Following the assassination of general Soleimani and within the January 3 and 8 period of 2020, there was some drunkenness on the side of Trump, Pompeo and the others, along with threats against Iran of stronger responses in case of any probable Iranian reaction to the assassination (including Trump threat of attacking 52 targets, Iranian cultural centers included) and it was imagined that these threats, within the other analyses’ framework, would have deterred Iran’s response. However, the destructive, calculated and precise attacks of Iran in the morning of January 8, 2020, on the US bases in Iraq practically reversed these calculations. This time around, Iran’s attacks were stronger and more destructive than the daring but emotional  acts at the waning years of the Iran-Iraq imposed war. The attack came to be known as the largest and strongest attacks on any US bases since the World War II and the precision and tactics employed in the attack revealed the utter frustration of the US defense missile systems ( around  which there had evolved many stories and much propaganda). The result revealed the US forces and bases’ defenselessness in the region in face of the Iranian new and effective weapons and strengthened the US resolve to more quickly withdraw from the region. Also, Iran’s next intelligent action strengthened this deterrence. Iran declared that revenge of the assassination of General Qasem Soleimani had not yet been taken by the attack and reserved the right to pursue the people and military men involved in the assassination.

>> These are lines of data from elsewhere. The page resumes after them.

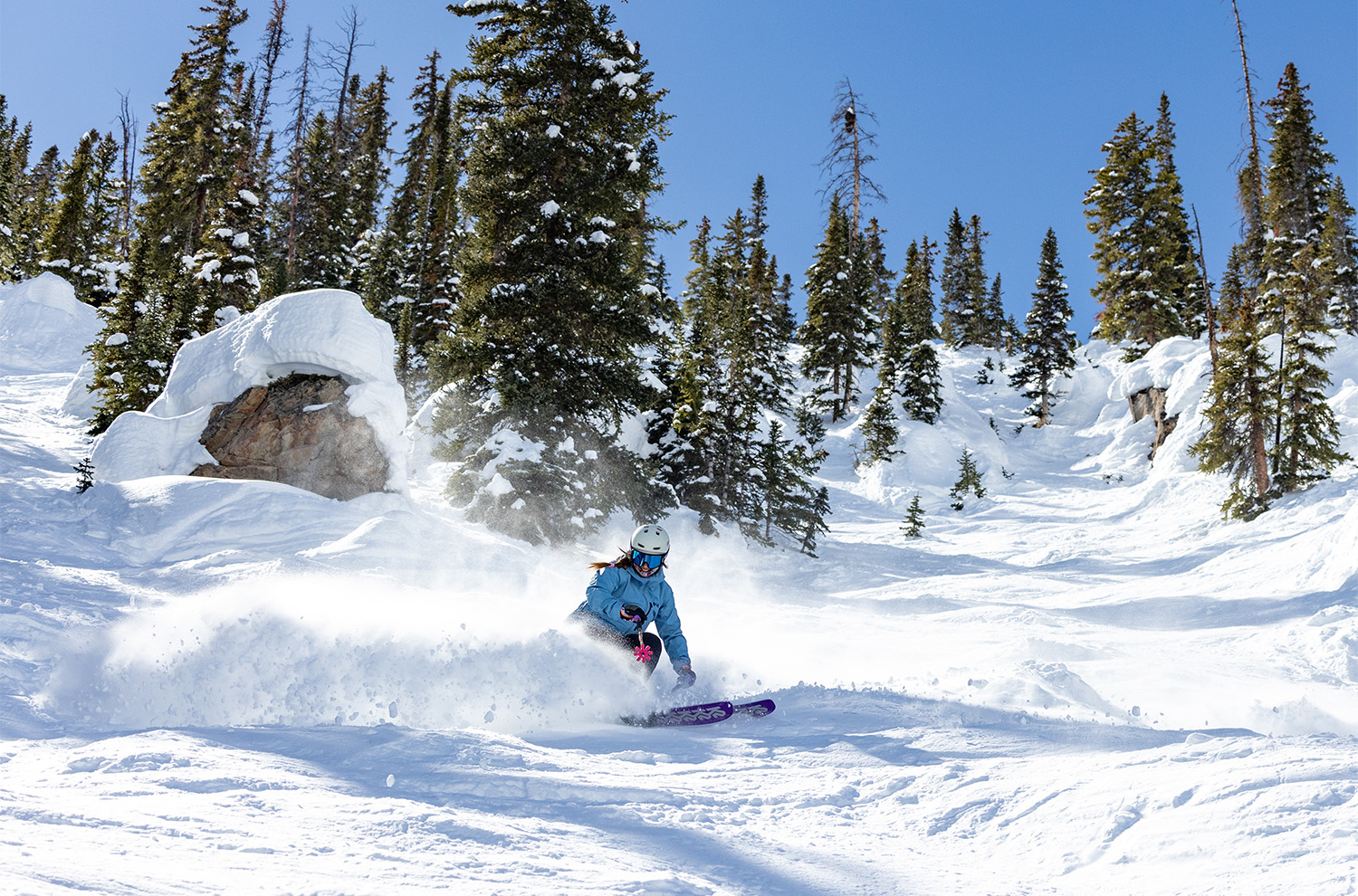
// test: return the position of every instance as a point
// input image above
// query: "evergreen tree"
(1048, 348)
(969, 480)
(914, 521)
(725, 455)
(1124, 208)
(920, 382)
(14, 159)
(1339, 260)
(1176, 262)
(426, 223)
(996, 323)
(879, 425)
(837, 334)
(190, 176)
(880, 279)
(1241, 402)
(975, 318)
(543, 356)
(1306, 434)
(81, 236)
(33, 217)
(132, 352)
(225, 262)
(953, 282)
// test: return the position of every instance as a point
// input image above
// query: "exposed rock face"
(296, 431)
(1151, 402)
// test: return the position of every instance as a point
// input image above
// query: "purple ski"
(695, 714)
(701, 714)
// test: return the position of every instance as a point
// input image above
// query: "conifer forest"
(505, 236)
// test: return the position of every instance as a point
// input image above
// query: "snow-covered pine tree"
(1048, 348)
(1240, 405)
(1339, 260)
(837, 333)
(225, 263)
(14, 159)
(1124, 209)
(187, 176)
(969, 480)
(1176, 261)
(880, 279)
(879, 425)
(543, 356)
(914, 523)
(977, 328)
(368, 168)
(133, 349)
(33, 216)
(81, 238)
(1306, 439)
(426, 222)
(920, 382)
(953, 282)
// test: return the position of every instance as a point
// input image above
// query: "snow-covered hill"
(1084, 682)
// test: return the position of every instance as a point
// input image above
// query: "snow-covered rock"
(43, 328)
(323, 331)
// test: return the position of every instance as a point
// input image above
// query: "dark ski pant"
(600, 630)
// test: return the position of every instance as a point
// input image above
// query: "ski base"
(695, 714)
(757, 709)
(701, 714)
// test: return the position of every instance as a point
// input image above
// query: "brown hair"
(622, 562)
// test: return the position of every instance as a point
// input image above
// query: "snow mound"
(43, 328)
(325, 331)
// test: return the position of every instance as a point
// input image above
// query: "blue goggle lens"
(649, 559)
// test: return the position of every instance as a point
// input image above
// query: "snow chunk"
(323, 331)
(43, 328)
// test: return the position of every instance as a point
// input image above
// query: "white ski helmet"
(651, 539)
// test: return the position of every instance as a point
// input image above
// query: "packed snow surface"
(1084, 682)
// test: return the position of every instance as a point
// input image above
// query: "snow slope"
(1083, 682)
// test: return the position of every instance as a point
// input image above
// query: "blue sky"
(996, 108)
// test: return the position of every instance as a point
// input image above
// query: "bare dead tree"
(339, 59)
(301, 97)
(1206, 293)
(1260, 453)
(849, 154)
(1255, 159)
(274, 43)
(128, 122)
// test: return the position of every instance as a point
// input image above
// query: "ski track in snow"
(1076, 684)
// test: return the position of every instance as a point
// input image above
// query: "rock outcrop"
(1151, 402)
(296, 431)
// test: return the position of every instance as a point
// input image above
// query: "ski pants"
(602, 632)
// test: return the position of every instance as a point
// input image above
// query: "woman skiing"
(626, 595)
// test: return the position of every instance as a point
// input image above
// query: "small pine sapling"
(914, 523)
(84, 475)
(969, 480)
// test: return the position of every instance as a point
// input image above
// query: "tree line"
(511, 249)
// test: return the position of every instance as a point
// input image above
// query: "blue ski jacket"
(613, 586)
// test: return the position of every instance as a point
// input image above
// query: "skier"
(626, 595)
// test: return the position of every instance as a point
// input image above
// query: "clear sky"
(997, 108)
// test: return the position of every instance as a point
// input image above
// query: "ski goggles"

One strategic consequence of this deterrence was the US withdrawal of their missile systems from Saudi Arabia and the Middle East and the preference to use them for protecting their own sensitive centers in the region and abroad. The next result was a constant fear of damageability of the US military bases in the region, the increase of preservation and security costs of these bases and in the end acceleration of reduction and withdrawal of the US troops from the region, especially Afghanistan and Iraq.

Now with two years past the assassination, the issue could be analyzed from a bigger perspective. The US action was a UAV act of terrorism in a third country which lacked international legitimacy and was of the type of those cowardly Israeli acts of terrorism whose ineffectiveness in effecting strategic changes have been proved. The Iranian attack was a complete show of power in showcasing its new and strategic arms and the utter US equipment failure in countering these effective tools.

In conclusion, General Soleimani, who during his glorious life had many honors to his name, such as changing the strategic equations of the region , helping in the victory of the Resistance Axis in the 33 and 22 day wars against Israel, and defeating the ISIS, his martyrdom , too, had a strategic achievement for Iran which was strengthening and reviving the Islamic republic of Iran’s deterrence.